L’accroissement de l’influence chinoise dans l’écosystème sécuritaire gabonais est indissociable du repositionnement stratégique en cours en Afrique centrale. Depuis la transition politique d’août 2023, Libreville manifeste une volonté de diversifier ses alliances et d’affirmer son autonomie décisionnelle, y compris dans le domaine de la défense. Si cette orientation n’exclut pas Paris, historiquement présent avec une base militaire réorganisée, elle ouvre néanmoins la voie à d’autres partenaires, qu’ils soient chinois, turcs ou russes.

L’établissement d’une éventuelle facilité navale chinoise sur la côte atlantique gabonaise serait observée attentivement bien au-delà de la sous-région. Elle s’inscrirait dans la continuité de la stratégie inaugurée à Djibouti, où Pékin a ouvert sa première base militaire à l’étranger en 2017, confirmant ainsi l’extension de sa stratégie dite du « collier de perles » sur le continent africain. Les capitales occidentales, avec les États-Unis en tête, suivent avec une certaine préoccupation toute installation permanente de l’Armée populaire de libération sur la façade ouest-africaine, notamment en raison de ses implications sur la surveillance des flux énergétiques et la capacité de projection navale.

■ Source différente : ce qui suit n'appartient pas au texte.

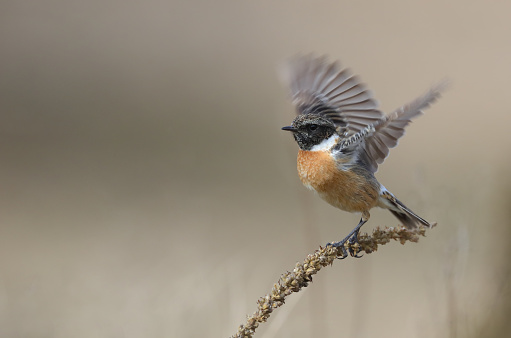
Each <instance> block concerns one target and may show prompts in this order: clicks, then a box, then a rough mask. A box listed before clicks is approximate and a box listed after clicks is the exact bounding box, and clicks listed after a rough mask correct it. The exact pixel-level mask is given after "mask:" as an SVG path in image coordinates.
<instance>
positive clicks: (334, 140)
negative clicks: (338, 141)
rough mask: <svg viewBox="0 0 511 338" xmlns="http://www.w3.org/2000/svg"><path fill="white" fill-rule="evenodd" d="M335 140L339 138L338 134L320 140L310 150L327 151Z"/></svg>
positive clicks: (336, 140) (314, 150)
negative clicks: (320, 142)
mask: <svg viewBox="0 0 511 338" xmlns="http://www.w3.org/2000/svg"><path fill="white" fill-rule="evenodd" d="M337 140H339V135H337V134H334V135H332V136H330V137H329V138H327V139H326V140H323V141H321V143H320V144H316V145H315V146H313V147H312V148H311V150H310V151H328V150H330V149H331V148H332V147H333V146H334V145H336V144H337Z"/></svg>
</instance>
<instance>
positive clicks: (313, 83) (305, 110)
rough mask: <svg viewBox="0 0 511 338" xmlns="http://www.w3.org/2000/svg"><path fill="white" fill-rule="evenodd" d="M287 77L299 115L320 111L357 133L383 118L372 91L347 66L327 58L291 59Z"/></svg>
mask: <svg viewBox="0 0 511 338" xmlns="http://www.w3.org/2000/svg"><path fill="white" fill-rule="evenodd" d="M288 80H289V84H290V87H291V94H292V98H293V103H294V104H295V106H296V109H297V113H298V114H319V115H322V116H324V117H326V118H329V119H330V120H331V121H332V122H334V124H335V125H336V126H338V127H347V128H348V130H350V131H353V132H354V133H356V132H359V131H360V130H362V129H364V128H365V127H366V126H368V125H371V124H373V123H375V122H376V121H378V120H379V119H381V118H382V116H383V114H382V112H381V111H379V110H378V109H377V108H378V104H377V102H376V101H375V100H374V99H373V98H372V94H371V93H370V92H369V91H368V90H367V89H366V87H365V86H364V85H363V84H362V83H361V82H360V81H359V79H358V78H357V77H356V76H353V74H352V73H351V72H350V71H349V70H348V69H341V68H340V67H339V65H338V64H337V63H336V62H333V63H328V62H327V61H326V57H318V58H315V57H313V56H312V55H309V56H298V57H296V58H294V59H293V60H291V62H290V63H289V68H288Z"/></svg>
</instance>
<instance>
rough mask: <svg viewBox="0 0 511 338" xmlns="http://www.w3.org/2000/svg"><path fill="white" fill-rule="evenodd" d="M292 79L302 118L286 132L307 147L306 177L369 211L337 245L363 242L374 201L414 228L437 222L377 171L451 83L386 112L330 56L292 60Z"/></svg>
mask: <svg viewBox="0 0 511 338" xmlns="http://www.w3.org/2000/svg"><path fill="white" fill-rule="evenodd" d="M288 77H289V78H288V81H289V84H290V87H291V95H292V101H293V104H294V105H295V106H296V110H297V113H298V116H297V117H296V118H295V119H294V120H293V122H292V124H291V126H287V127H283V128H282V130H287V131H290V132H291V133H293V136H294V139H295V140H296V142H297V143H298V146H299V147H300V150H299V152H298V161H297V167H298V175H299V176H300V180H301V181H302V183H303V184H304V185H305V186H306V187H307V188H309V189H311V190H314V191H316V192H317V193H318V195H319V196H320V197H321V198H322V199H324V200H325V201H327V202H328V203H329V204H331V205H333V206H334V207H336V208H339V209H341V210H345V211H349V212H357V213H361V214H362V217H361V219H360V222H359V224H358V225H357V226H356V227H355V229H353V231H352V232H351V233H350V234H349V235H348V236H347V237H346V238H345V239H344V240H343V241H340V242H336V243H333V244H332V245H334V246H340V245H342V244H343V243H344V242H345V241H346V240H348V239H350V241H356V240H357V238H358V232H359V230H360V228H361V227H362V225H364V224H365V223H366V222H367V221H368V220H369V217H370V215H369V210H371V209H372V208H374V207H380V208H384V209H388V210H389V211H390V212H391V213H392V214H393V215H394V216H395V217H397V219H398V220H399V221H400V222H402V223H403V225H404V226H405V227H407V228H408V229H414V228H417V227H418V226H419V225H423V226H426V227H431V226H432V224H430V223H429V222H428V221H426V220H425V219H423V218H421V217H419V216H418V215H417V214H415V213H414V212H413V211H411V210H410V209H409V208H407V207H406V206H405V205H404V204H403V203H402V202H401V201H399V200H398V199H397V198H396V197H395V196H394V195H393V194H392V193H391V192H390V191H388V190H387V189H386V188H385V187H384V186H383V185H382V184H380V183H379V182H378V181H377V180H376V178H375V176H374V174H375V173H376V171H377V170H378V165H379V164H382V163H383V161H384V160H385V158H386V157H387V155H388V154H389V149H390V148H393V147H395V146H396V145H397V143H398V139H399V138H400V137H401V136H403V134H404V132H405V130H404V128H405V127H406V126H407V125H408V124H409V123H410V122H411V120H412V119H413V118H415V117H418V116H419V115H421V114H422V111H423V110H424V109H426V108H427V107H429V105H430V104H431V103H433V102H434V101H435V100H436V99H437V98H438V97H439V96H440V93H441V91H442V90H443V89H444V87H445V83H444V84H441V85H438V86H436V87H433V88H431V89H430V90H429V91H428V92H427V93H426V94H424V95H423V96H421V97H419V98H417V99H416V100H415V101H413V102H411V103H409V104H407V105H404V106H402V107H401V108H399V109H397V110H395V111H394V112H392V113H391V114H388V115H385V114H383V113H382V112H381V111H380V110H378V104H377V102H376V101H375V100H374V99H373V97H372V94H371V93H370V92H369V91H368V90H367V89H366V87H365V86H364V85H363V84H362V83H361V82H360V81H359V79H358V78H357V77H356V76H353V74H352V73H351V72H350V71H349V70H348V69H342V68H340V67H339V65H338V63H337V62H333V63H329V62H327V59H326V57H313V56H310V55H309V56H298V57H296V58H295V59H293V60H292V61H291V62H290V64H289V67H288Z"/></svg>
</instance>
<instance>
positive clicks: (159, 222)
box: [0, 0, 511, 337]
mask: <svg viewBox="0 0 511 338" xmlns="http://www.w3.org/2000/svg"><path fill="white" fill-rule="evenodd" d="M510 13H511V3H510V2H509V1H438V0H434V1H338V2H332V1H250V0H236V1H170V2H169V1H153V0H150V1H145V2H125V1H81V2H79V1H32V2H25V1H2V2H1V3H0V46H1V47H0V109H1V110H0V215H1V216H0V336H2V337H193V336H202V337H225V336H229V335H231V334H233V333H235V331H236V329H237V326H238V325H239V324H241V323H243V322H244V319H245V315H246V314H251V313H252V312H253V311H254V310H255V308H256V300H257V299H258V298H259V297H260V296H263V295H264V294H266V293H267V292H269V291H270V289H271V287H272V285H273V283H274V282H275V281H277V279H278V277H279V275H280V274H281V273H282V272H284V271H286V270H289V269H292V268H293V266H294V264H295V263H296V262H297V261H301V260H303V258H304V257H305V256H306V254H307V253H310V252H312V251H313V250H314V249H316V248H318V246H319V245H322V244H325V243H326V242H328V241H333V240H339V239H340V238H342V237H343V236H344V235H345V234H346V233H347V232H348V231H349V230H350V229H351V228H352V227H354V226H355V225H356V224H357V222H358V220H359V216H358V215H352V214H348V213H345V212H342V211H339V210H336V209H334V208H332V207H330V206H329V205H327V204H326V203H324V202H323V201H321V200H320V199H319V198H318V197H316V196H314V195H313V194H312V193H310V192H308V191H306V189H305V188H303V187H302V186H301V183H300V182H299V180H298V177H297V174H296V169H295V156H296V152H297V146H296V144H295V143H294V141H293V140H292V138H291V136H290V135H289V134H287V133H285V132H282V131H281V130H280V127H282V126H284V125H287V124H289V123H290V121H291V120H292V118H293V114H294V113H293V107H292V106H291V104H290V102H289V100H288V97H287V89H286V88H285V86H284V85H283V84H282V82H281V81H280V80H279V77H278V69H279V65H282V64H283V63H284V62H285V60H286V58H288V57H290V56H292V55H294V54H296V53H298V52H315V53H317V54H328V55H330V56H331V58H332V59H340V60H341V61H342V62H343V64H344V65H347V66H349V67H350V68H352V69H353V70H354V72H355V73H357V74H359V75H360V76H361V78H362V79H363V81H364V82H366V83H367V84H368V85H369V87H370V88H371V89H372V90H373V91H374V93H375V96H376V98H377V99H378V100H379V101H380V103H381V107H382V109H383V110H385V111H390V110H392V109H394V108H396V107H398V106H400V105H401V104H403V103H405V102H407V101H409V100H411V99H413V98H414V97H415V96H417V95H419V94H421V93H423V92H424V91H425V90H426V89H427V88H428V87H429V86H430V85H432V84H434V83H436V82H438V81H440V80H441V79H443V78H449V79H450V80H451V82H452V86H451V88H450V89H449V91H447V92H446V93H445V95H444V97H443V98H442V99H441V100H440V101H439V102H438V103H437V104H435V105H434V106H433V107H432V108H431V109H429V110H428V111H427V114H426V115H425V116H424V117H421V118H420V119H419V120H418V121H416V122H415V123H414V124H413V125H412V126H410V128H409V129H408V133H407V135H406V137H405V138H404V139H402V140H401V143H400V145H399V147H398V148H397V149H394V150H393V151H392V152H391V156H390V157H389V158H388V159H387V161H386V162H385V164H384V165H383V166H381V167H380V171H379V172H378V175H377V176H378V179H379V180H380V181H381V182H382V183H383V184H384V185H385V186H386V187H387V188H388V189H389V190H391V191H392V192H393V193H394V194H396V196H398V197H399V198H400V199H401V200H403V201H404V202H405V203H406V204H407V205H408V206H409V207H410V208H412V209H413V210H414V211H416V212H417V213H418V214H420V215H421V216H423V217H425V218H426V219H428V220H431V221H437V222H438V223H439V226H438V227H437V228H436V229H435V230H432V231H430V232H428V236H427V238H424V239H422V240H421V241H420V243H419V244H408V245H405V246H401V245H399V244H398V243H391V244H390V245H388V246H386V247H382V248H381V250H379V251H378V252H377V253H376V254H372V255H367V256H365V257H364V258H363V259H360V260H355V259H347V260H345V261H339V262H337V263H336V264H334V265H333V266H332V267H330V268H327V269H325V270H324V271H322V272H321V273H320V274H319V275H318V276H316V278H315V280H314V283H313V284H312V285H311V286H310V287H309V288H307V289H305V290H304V291H303V292H301V293H299V294H296V295H293V296H292V297H290V298H289V301H288V302H287V304H286V305H285V306H284V307H282V308H280V309H278V310H277V311H276V312H275V313H274V315H273V316H272V317H271V318H270V321H269V323H267V324H264V325H262V326H261V327H260V328H259V331H258V335H257V336H259V337H321V336H324V337H343V336H350V337H374V336H376V335H378V336H380V337H445V336H451V337H456V336H459V337H476V336H485V337H488V336H491V335H492V334H495V335H497V336H502V335H501V334H499V332H500V330H504V332H508V331H506V330H507V328H506V326H505V325H508V323H507V322H508V320H507V319H508V318H509V291H510V289H509V277H510V273H509V267H510V266H509V256H510V255H509V254H510V252H509V249H508V247H509V244H508V243H509V237H510V222H509V218H508V217H509V216H510V206H511V205H510V200H511V183H510V179H509V170H510V159H509V157H510V149H511V137H510V136H509V123H510V121H511V117H510V113H511V112H510V108H509V107H510V105H509V96H510V94H509V91H510V88H511V63H510V60H511V45H510V42H511V41H510V36H511V20H510ZM396 224H397V221H396V220H395V219H394V218H392V215H390V213H388V212H385V211H380V210H375V211H374V212H372V218H371V220H370V222H369V223H368V224H367V225H366V226H365V227H364V230H365V231H369V230H371V229H372V228H374V227H375V226H377V225H389V226H392V225H396Z"/></svg>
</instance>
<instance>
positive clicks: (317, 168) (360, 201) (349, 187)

Souveraineté, discrétion et décisions futures

Pour les autorités gabonaises, la situation est complexe. La coopération avec Pékin offre des équipements, des financements et des formations cruciaux pour la modernisation d’une armée souvent confrontée à des déficits. Cependant, elle soulève des questions fondamentales sur la transparence des accords, le maintien de l’autonomie stratégique et les conditions d’accès accordées à une puissance étrangère sur des sites sensibles. La liste précise des projets en cours, leur financement et leur calendrier détaillé n’ont pas été rendus publics.

Néanmoins, la direction est clairement tracée. La nomination du nouvel attaché de défense chinois, combinée à la multiplication des dossiers en discussion, indique que la coopération militaire sino-gabonaise entre dans une phase plus concrète et visible. Les mois à venir révéleront si les projets envisagés à Port-Gentil, ainsi que ceux concernant les casernes et les centres de formation, passeront du stade des intentions à celui des réalisations effectives.